I don’t really spend much time at all meditating on Judas. But as I think about him this morning, he wasn’t the only disciple who had a personal agenda . . . he wasn’t the only one who had a hard time trying to figure out this “passive Messiah.” He wasn’t even the only one who denied Christ. But he was the only one who betrayed Jesus. He was the only one that Satan found an open door to . . . that the enemy was able to exploit in order to demonstrate his derision for the Son of God. And he was the only who took his own life . . . because he had betrayed innocent blood.
. . . when Judas, His betrayer, saw that Jesus was condemned, he changed his mind and brought back the thirty pieces of silver to the chief priests and the elders, saying, “I have sinned by betraying innocent blood.” They said, “What is that to us? See to it yourself.” And throwing down the pieces of silver into the temple, he departed, and he went and hanged himself. (Matthew 27:3-5 ESV)
I can’t imagine the horror experienced by Judas after he had come to his senses and realized what he had been part of. Or the depth of conviction that crushed his whole being as he came to a full realization of what the chief priests and elders intended to be done to the One Judas had followed for three years. But in his desperate act to somehow clean his hands of his part in it all, the Holy Spirit uses his pitiful plea to the religious elite as an eternal testimony of the nature of the Lamb God.

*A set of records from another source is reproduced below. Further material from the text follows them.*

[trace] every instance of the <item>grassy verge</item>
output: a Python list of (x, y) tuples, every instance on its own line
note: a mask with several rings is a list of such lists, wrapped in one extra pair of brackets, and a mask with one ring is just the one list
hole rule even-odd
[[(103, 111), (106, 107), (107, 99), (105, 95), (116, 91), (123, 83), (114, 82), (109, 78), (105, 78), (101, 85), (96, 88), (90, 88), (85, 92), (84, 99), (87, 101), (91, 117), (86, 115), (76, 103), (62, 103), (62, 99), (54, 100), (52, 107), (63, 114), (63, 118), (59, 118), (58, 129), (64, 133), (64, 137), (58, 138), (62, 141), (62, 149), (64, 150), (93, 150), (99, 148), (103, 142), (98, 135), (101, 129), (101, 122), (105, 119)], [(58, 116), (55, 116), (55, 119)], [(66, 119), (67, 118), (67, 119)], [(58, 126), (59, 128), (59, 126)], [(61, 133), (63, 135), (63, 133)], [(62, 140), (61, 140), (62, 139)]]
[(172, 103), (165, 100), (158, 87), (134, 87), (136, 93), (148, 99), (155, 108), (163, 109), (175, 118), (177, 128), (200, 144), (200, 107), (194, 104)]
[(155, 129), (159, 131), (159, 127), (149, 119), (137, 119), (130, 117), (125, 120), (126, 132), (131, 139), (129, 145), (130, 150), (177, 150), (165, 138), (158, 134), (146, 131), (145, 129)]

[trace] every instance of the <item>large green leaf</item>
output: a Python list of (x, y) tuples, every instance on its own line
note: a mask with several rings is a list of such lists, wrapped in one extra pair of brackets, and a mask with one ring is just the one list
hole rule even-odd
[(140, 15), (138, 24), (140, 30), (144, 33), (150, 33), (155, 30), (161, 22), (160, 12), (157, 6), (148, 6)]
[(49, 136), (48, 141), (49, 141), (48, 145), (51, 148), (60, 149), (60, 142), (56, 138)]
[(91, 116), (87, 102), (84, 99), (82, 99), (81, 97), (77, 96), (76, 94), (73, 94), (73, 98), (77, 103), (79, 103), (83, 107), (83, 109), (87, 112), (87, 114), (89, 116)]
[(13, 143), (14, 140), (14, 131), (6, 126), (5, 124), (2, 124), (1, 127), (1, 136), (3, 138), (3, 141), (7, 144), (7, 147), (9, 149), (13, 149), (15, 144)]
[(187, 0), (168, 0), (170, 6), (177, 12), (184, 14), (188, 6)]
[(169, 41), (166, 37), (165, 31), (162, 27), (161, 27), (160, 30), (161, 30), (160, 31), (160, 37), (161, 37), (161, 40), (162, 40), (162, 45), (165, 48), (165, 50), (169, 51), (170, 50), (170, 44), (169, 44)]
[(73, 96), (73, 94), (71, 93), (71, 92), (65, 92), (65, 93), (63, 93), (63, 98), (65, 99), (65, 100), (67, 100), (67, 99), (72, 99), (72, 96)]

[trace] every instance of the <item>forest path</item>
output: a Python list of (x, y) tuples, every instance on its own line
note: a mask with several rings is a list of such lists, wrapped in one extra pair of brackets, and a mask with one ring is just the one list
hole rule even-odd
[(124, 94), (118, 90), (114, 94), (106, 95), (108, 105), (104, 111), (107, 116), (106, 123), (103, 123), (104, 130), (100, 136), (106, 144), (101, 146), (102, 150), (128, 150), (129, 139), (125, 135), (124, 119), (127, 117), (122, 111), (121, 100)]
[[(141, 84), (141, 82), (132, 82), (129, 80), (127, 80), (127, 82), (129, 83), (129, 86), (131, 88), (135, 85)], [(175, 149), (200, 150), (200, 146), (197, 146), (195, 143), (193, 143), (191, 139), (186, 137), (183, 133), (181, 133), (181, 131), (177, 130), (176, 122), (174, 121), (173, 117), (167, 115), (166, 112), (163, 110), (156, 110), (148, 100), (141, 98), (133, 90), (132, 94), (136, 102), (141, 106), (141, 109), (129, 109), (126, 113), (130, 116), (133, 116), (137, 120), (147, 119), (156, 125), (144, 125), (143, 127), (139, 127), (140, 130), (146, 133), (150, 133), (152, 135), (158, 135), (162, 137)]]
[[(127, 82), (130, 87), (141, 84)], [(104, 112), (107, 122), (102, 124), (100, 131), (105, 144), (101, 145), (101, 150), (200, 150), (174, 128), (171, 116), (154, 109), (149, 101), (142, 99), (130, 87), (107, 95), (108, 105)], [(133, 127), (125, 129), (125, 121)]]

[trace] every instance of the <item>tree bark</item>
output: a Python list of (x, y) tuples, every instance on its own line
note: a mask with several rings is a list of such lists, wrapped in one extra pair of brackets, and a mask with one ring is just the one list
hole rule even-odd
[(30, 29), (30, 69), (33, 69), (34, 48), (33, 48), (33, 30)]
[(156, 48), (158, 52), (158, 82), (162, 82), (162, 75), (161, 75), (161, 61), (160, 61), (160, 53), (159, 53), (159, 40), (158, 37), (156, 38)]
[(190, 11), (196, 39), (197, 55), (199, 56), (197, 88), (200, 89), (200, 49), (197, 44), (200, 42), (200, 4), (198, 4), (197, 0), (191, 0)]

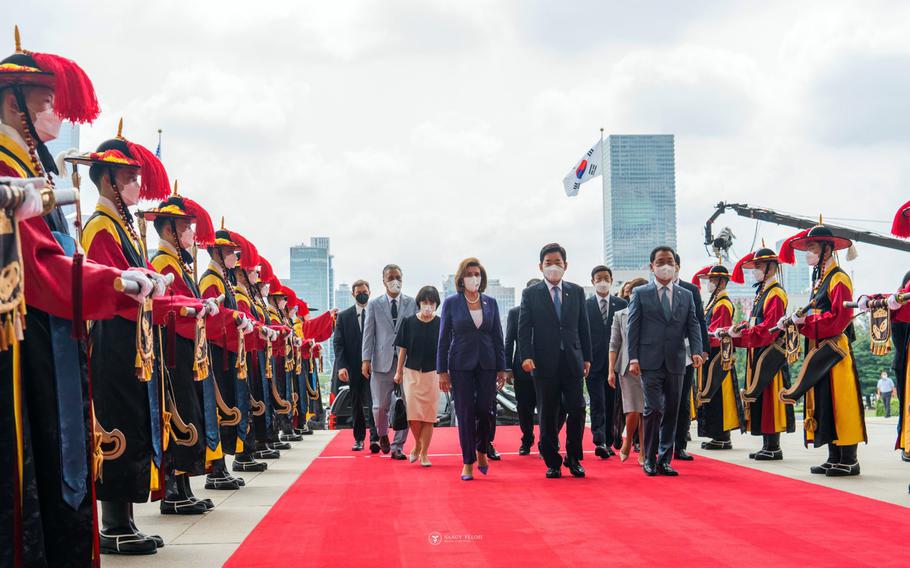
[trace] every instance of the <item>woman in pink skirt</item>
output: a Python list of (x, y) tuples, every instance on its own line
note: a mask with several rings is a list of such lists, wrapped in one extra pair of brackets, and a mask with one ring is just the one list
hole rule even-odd
[(404, 386), (408, 424), (415, 445), (408, 456), (414, 463), (429, 467), (427, 450), (436, 424), (439, 403), (439, 381), (436, 379), (436, 349), (439, 344), (439, 291), (424, 286), (417, 293), (417, 314), (406, 318), (398, 328), (395, 346), (398, 347), (398, 369), (395, 382)]

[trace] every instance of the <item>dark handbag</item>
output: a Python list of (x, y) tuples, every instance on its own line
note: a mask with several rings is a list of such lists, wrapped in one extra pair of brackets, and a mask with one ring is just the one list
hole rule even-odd
[(392, 391), (392, 416), (389, 420), (392, 430), (408, 429), (408, 408), (401, 395), (401, 385), (395, 385)]

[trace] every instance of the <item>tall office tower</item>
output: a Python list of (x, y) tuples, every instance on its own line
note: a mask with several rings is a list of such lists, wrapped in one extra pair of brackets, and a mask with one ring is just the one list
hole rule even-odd
[(346, 310), (354, 305), (354, 297), (351, 296), (351, 285), (342, 282), (335, 288), (335, 307), (338, 311)]
[[(449, 274), (442, 283), (442, 299), (457, 293), (455, 289), (455, 275)], [(503, 328), (506, 325), (506, 316), (509, 310), (515, 307), (515, 288), (513, 286), (503, 286), (498, 278), (487, 278), (487, 289), (484, 294), (494, 298), (499, 308), (499, 318), (502, 320)]]
[(673, 135), (614, 134), (604, 142), (604, 260), (617, 282), (647, 277), (651, 249), (676, 247)]

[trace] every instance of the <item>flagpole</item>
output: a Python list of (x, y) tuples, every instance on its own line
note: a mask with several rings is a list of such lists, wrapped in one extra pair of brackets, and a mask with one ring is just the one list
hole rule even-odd
[(601, 245), (603, 246), (603, 262), (607, 262), (607, 174), (604, 170), (604, 129), (603, 126), (600, 127), (600, 183), (601, 183), (601, 218), (603, 219), (603, 239), (601, 240)]

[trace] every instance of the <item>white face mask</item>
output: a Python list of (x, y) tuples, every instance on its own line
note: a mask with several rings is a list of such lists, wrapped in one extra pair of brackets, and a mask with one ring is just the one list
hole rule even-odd
[(63, 119), (57, 116), (53, 108), (49, 108), (35, 113), (33, 124), (35, 125), (35, 132), (38, 133), (38, 138), (42, 142), (50, 142), (60, 134), (60, 125), (63, 124)]
[(268, 295), (269, 295), (269, 292), (270, 292), (271, 290), (272, 290), (272, 285), (271, 285), (271, 284), (263, 284), (262, 287), (259, 288), (259, 291), (262, 292), (262, 295), (263, 295), (263, 296), (268, 296)]
[(250, 284), (257, 284), (259, 282), (259, 271), (258, 270), (248, 270), (246, 273), (247, 279), (249, 279)]
[(714, 282), (711, 282), (709, 280), (708, 283), (705, 284), (705, 290), (707, 290), (708, 293), (710, 294), (710, 293), (714, 292), (714, 290), (717, 290), (717, 284), (715, 284)]
[(676, 278), (676, 267), (664, 264), (654, 268), (654, 275), (660, 280), (668, 281)]
[(180, 246), (185, 249), (193, 247), (193, 240), (196, 238), (196, 233), (192, 229), (187, 229), (180, 233)]
[(468, 292), (476, 292), (480, 289), (480, 276), (468, 276), (464, 279), (464, 287)]
[(234, 268), (237, 266), (237, 255), (234, 253), (224, 255), (225, 268)]
[(559, 281), (562, 280), (562, 276), (565, 273), (565, 268), (555, 264), (543, 267), (543, 277), (546, 278), (550, 284), (559, 284)]
[(278, 300), (278, 309), (279, 310), (283, 310), (285, 307), (287, 307), (287, 305), (288, 305), (287, 300), (284, 300), (284, 299)]
[(604, 280), (599, 280), (594, 283), (594, 289), (597, 290), (599, 293), (603, 294), (604, 296), (610, 295), (610, 286), (611, 286), (611, 283), (605, 282)]
[(818, 261), (819, 261), (818, 253), (814, 253), (812, 251), (806, 252), (806, 264), (808, 264), (809, 266), (815, 266), (818, 264)]
[(131, 181), (120, 188), (120, 199), (127, 207), (139, 203), (139, 182)]
[(401, 292), (401, 280), (389, 280), (385, 285), (389, 292), (393, 294)]
[(435, 304), (420, 304), (420, 313), (424, 316), (431, 316), (436, 313)]
[(765, 270), (763, 268), (753, 268), (752, 269), (752, 278), (755, 278), (756, 282), (765, 281)]

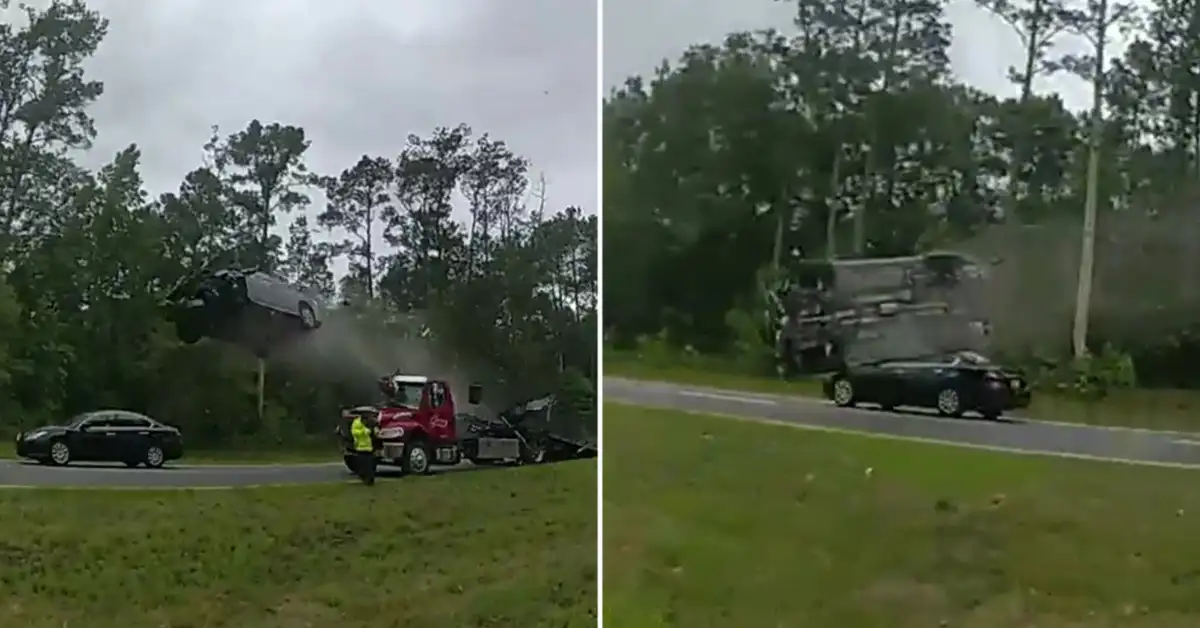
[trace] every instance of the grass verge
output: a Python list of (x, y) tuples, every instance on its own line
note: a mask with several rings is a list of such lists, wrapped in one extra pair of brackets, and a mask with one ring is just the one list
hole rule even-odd
[(0, 626), (594, 626), (596, 465), (0, 491)]
[[(822, 397), (816, 380), (784, 381), (738, 375), (690, 365), (648, 364), (629, 356), (607, 354), (604, 375), (723, 388), (775, 395)], [(1085, 425), (1136, 427), (1151, 430), (1200, 432), (1200, 393), (1189, 390), (1123, 390), (1105, 399), (1086, 402), (1048, 393), (1035, 393), (1032, 407), (1022, 416)]]
[(1200, 624), (1197, 476), (605, 404), (605, 625)]

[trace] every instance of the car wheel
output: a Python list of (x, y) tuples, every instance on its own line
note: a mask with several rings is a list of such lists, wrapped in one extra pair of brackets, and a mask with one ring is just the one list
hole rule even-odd
[(162, 447), (151, 445), (146, 448), (146, 454), (143, 456), (143, 462), (151, 469), (161, 469), (167, 461), (166, 454), (163, 453)]
[(405, 474), (412, 475), (429, 473), (429, 446), (425, 441), (412, 441), (404, 448), (404, 459), (400, 461), (400, 469)]
[(833, 383), (833, 403), (843, 408), (854, 405), (854, 384), (849, 379), (843, 377)]
[(354, 456), (351, 454), (342, 454), (342, 464), (346, 465), (346, 470), (354, 475), (358, 475), (358, 469), (354, 465)]
[(50, 462), (55, 466), (66, 466), (71, 462), (71, 447), (64, 440), (56, 440), (50, 445)]
[(962, 399), (953, 388), (943, 388), (937, 396), (937, 411), (942, 416), (962, 416)]
[(304, 302), (300, 303), (300, 326), (305, 329), (317, 328), (317, 313), (311, 305)]
[(175, 335), (185, 345), (194, 345), (200, 342), (201, 336), (200, 330), (196, 329), (194, 325), (181, 325), (178, 323), (175, 324)]
[(1000, 412), (999, 410), (980, 410), (979, 411), (979, 415), (982, 416), (985, 421), (999, 421), (1001, 414), (1003, 414), (1003, 413)]
[(530, 440), (521, 445), (521, 464), (542, 464), (546, 461), (546, 443)]
[(130, 469), (136, 469), (139, 464), (142, 464), (142, 463), (138, 462), (137, 460), (126, 460), (124, 462), (125, 462), (125, 466), (129, 467)]

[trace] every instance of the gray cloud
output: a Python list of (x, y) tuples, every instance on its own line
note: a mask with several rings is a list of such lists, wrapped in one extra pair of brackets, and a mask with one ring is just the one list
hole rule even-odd
[[(727, 33), (776, 28), (787, 32), (794, 4), (772, 0), (606, 0), (604, 3), (604, 85), (620, 85), (625, 77), (650, 74), (664, 59), (674, 61), (687, 46), (719, 42)], [(994, 94), (1011, 95), (1005, 78), (1021, 57), (1016, 35), (970, 0), (953, 0), (947, 15), (955, 28), (950, 50), (954, 71), (965, 82)], [(1119, 54), (1123, 46), (1114, 46)], [(1078, 41), (1064, 41), (1062, 51), (1079, 52)], [(1068, 106), (1089, 104), (1091, 90), (1074, 77), (1040, 82), (1043, 93), (1058, 92)]]
[(173, 190), (212, 125), (303, 126), (310, 166), (393, 156), (460, 122), (545, 173), (552, 207), (595, 211), (596, 7), (554, 0), (91, 0), (110, 18), (89, 62), (106, 84), (88, 165), (141, 146)]

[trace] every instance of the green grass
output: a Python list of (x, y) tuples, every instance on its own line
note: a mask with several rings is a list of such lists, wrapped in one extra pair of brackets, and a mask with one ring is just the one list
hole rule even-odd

Innocent blood. Not guilty of any crime . . . no basis for guilt before men . . . none before God. A man deserving of “no penalty.” Holy . . . spotless . . . without blemish. Jesus was a man of innocent blood.
Judas’ testimony is a credible testimony. Having been with the Teacher from Nazareth for three years . . . having witnessed him in public . . . having been with him in private . . . he knew the Man . . . he had every opportunity to see Him in all situations . . . Judas knew Jesus intimately. And when the enveloping dark clouds of his greed and self-serving nature cleared a bit, he would look upon the One who had been berated, spit upon, and beaten and know, at the depths of his heart, that this was innocent blood.
And yet, He who knew no sin would be made sin for us (2Cor. 5:21).
The righteous and holy Son of God would willingly shed His innocent blood that those deserving Judas’ outcome might be rescued. That the price would be paid for their sin . . . that restitution might be made for their crimes against God . . . that reconciliation might be possible for those who had also turned their back on the God who made them . . . that redemption might be possible for those sold into the slavery of sin and death.
We were bought with the innocent blood of the Christ . . . that we might be born again to participate in the righteous nature of the Christ.
What unfathomable love of the Father . . . what amazing grace shown to those He desires as His children.
Praise God for innocent blood . . . and our glorious Savior!